Big decisions remain to be made as employers figure out a return to in-person work.
As the world attempts to reopen safely while the pandemic progresses, a new survey from Slack sheds light on what the in-person workforce of the future will look like – and it doesn’t appear to be diverse.
According to statistical analysis hub FiveThirtyEight, white men are keenest to return to in-person work, with 30% professing a preference for full-time office work.
Just over half as many Black men, 16%, feel the same. White and Black women waver more about returning to the office, with 22% of each group keen.
Return to diversity?
More than 100 million Americans transitioned from in-person to remote work during the pandemic, meaning there are a huge number of decisions to be made about their future place of work.
Of course, this will have a bearing on how businesses plan to reopen their premises. It also comes alongside calls from some organizations for employees who wish to work in-person to be fully vaccinated before coming back.
The survey was conducted amongst more than 10,000 global knowledge workers recruited by Future Forum, a research consortium run by Slack.

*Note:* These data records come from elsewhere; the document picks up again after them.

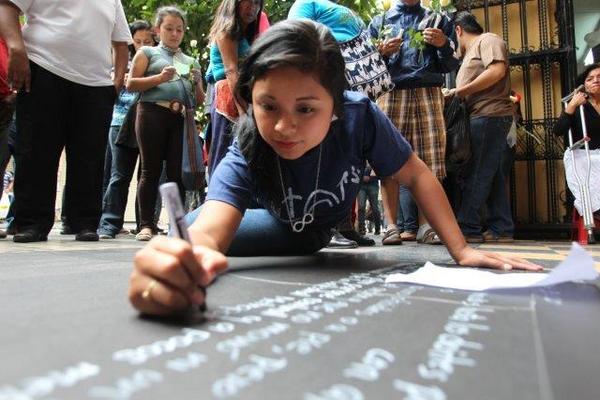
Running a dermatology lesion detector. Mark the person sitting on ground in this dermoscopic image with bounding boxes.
[129,20,541,315]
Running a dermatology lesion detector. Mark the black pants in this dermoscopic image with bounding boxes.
[135,102,185,230]
[15,62,116,234]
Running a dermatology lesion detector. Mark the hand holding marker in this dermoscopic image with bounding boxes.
[160,182,206,311]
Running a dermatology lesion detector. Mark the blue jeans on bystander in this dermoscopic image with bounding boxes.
[457,116,514,236]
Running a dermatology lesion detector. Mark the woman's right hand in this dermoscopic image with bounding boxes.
[160,65,177,82]
[565,91,587,114]
[129,237,227,315]
[377,37,402,57]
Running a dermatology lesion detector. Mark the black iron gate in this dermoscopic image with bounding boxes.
[456,0,576,239]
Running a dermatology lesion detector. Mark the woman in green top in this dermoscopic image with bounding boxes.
[206,0,263,174]
[127,6,204,241]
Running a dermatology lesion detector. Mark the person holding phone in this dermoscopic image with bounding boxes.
[554,63,600,149]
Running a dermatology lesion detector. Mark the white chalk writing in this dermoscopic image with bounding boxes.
[88,369,163,400]
[0,362,100,400]
[217,322,289,361]
[212,354,287,398]
[304,384,364,400]
[113,328,210,365]
[394,379,446,400]
[344,348,396,382]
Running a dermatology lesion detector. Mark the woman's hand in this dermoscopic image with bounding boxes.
[129,237,227,315]
[565,92,588,114]
[455,246,544,272]
[159,65,177,83]
[377,37,402,57]
[190,68,202,85]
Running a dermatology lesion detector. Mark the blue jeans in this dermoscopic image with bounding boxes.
[457,116,514,236]
[396,185,419,233]
[185,208,331,257]
[358,180,381,232]
[98,126,138,236]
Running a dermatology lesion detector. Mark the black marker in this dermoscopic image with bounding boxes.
[160,182,206,311]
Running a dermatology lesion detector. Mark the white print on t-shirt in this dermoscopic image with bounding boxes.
[281,165,360,229]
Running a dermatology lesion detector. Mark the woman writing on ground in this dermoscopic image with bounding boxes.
[127,6,204,241]
[129,21,541,315]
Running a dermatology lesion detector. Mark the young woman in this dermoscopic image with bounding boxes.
[127,6,204,241]
[98,21,156,239]
[554,63,600,149]
[206,0,263,174]
[129,20,541,314]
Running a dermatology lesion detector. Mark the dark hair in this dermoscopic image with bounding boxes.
[154,6,187,28]
[208,0,264,43]
[129,19,156,58]
[454,11,483,35]
[575,63,600,86]
[234,20,347,199]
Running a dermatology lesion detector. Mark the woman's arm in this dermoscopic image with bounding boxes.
[215,33,244,115]
[392,153,542,271]
[129,201,242,315]
[126,50,176,92]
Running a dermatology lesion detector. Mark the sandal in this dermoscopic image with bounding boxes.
[135,228,152,242]
[381,228,402,246]
[400,231,417,242]
[417,224,442,244]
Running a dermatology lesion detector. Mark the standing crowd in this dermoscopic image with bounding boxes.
[0,0,536,254]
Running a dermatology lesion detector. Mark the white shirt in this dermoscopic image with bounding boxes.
[10,0,132,87]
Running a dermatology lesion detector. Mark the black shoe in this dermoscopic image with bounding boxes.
[75,229,100,242]
[60,224,75,235]
[13,229,48,243]
[340,229,375,247]
[327,229,358,249]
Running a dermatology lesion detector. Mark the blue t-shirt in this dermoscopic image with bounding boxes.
[204,38,250,83]
[207,92,412,230]
[110,88,138,126]
[288,0,365,42]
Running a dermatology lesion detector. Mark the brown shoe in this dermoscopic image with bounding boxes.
[400,231,417,242]
[381,228,402,246]
[135,228,152,242]
[483,231,515,243]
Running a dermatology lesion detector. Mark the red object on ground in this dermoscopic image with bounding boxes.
[0,38,10,99]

It included more than 5,000 respondents from the US, and around 1,000 additional participants in each of Australia, France, Germany, Japan, and the UK.
There are some other eye-opening insights alongside the stats pulled out above, some of which relate to diversity in the workplace.
New in-person work trends
For example, working remotely helps some demographic groups more than others. This is particularly true for Black men, with nearly half (47%) reporting their sense of belonging at work is slightly or much better than in-person.
Working remotely also helps alleviate work anxiety as well: 64% of Black men reported less work-related stress and anxiety in a remote setting.
Meanwhile, 64% of non-Hispanic Black women working remotely said they are treated fairly at work, compared to 76% for non-Hispanic white women.
For non-Hispanic Black men, the figure is 72%. Non-Hispanic white men feel the best about their treatment, with 81% saying they are treated fairly.
The new diversity dilemma
These findings raise further issues about how organizations should recognize and deal with emerging diversity issues as they plan an office return.
L. Taylor Phillips, an expert on workplace equity at New York University’s Stern School of Business, believes there are reasons why remote work benefit employees of color.
They tend to suffer aggression, abuse and harassment more than white employees in traditional in-person settings.
“Remote work may offer people some chances to protect themselves from some kinds of discriminatory treatment,” says Phillips.
Ultimately, if people’s decisions follow the divisions in Slack’s poll, there could be fewer people of color, women, and mothers working in-person when the pandemic recedes.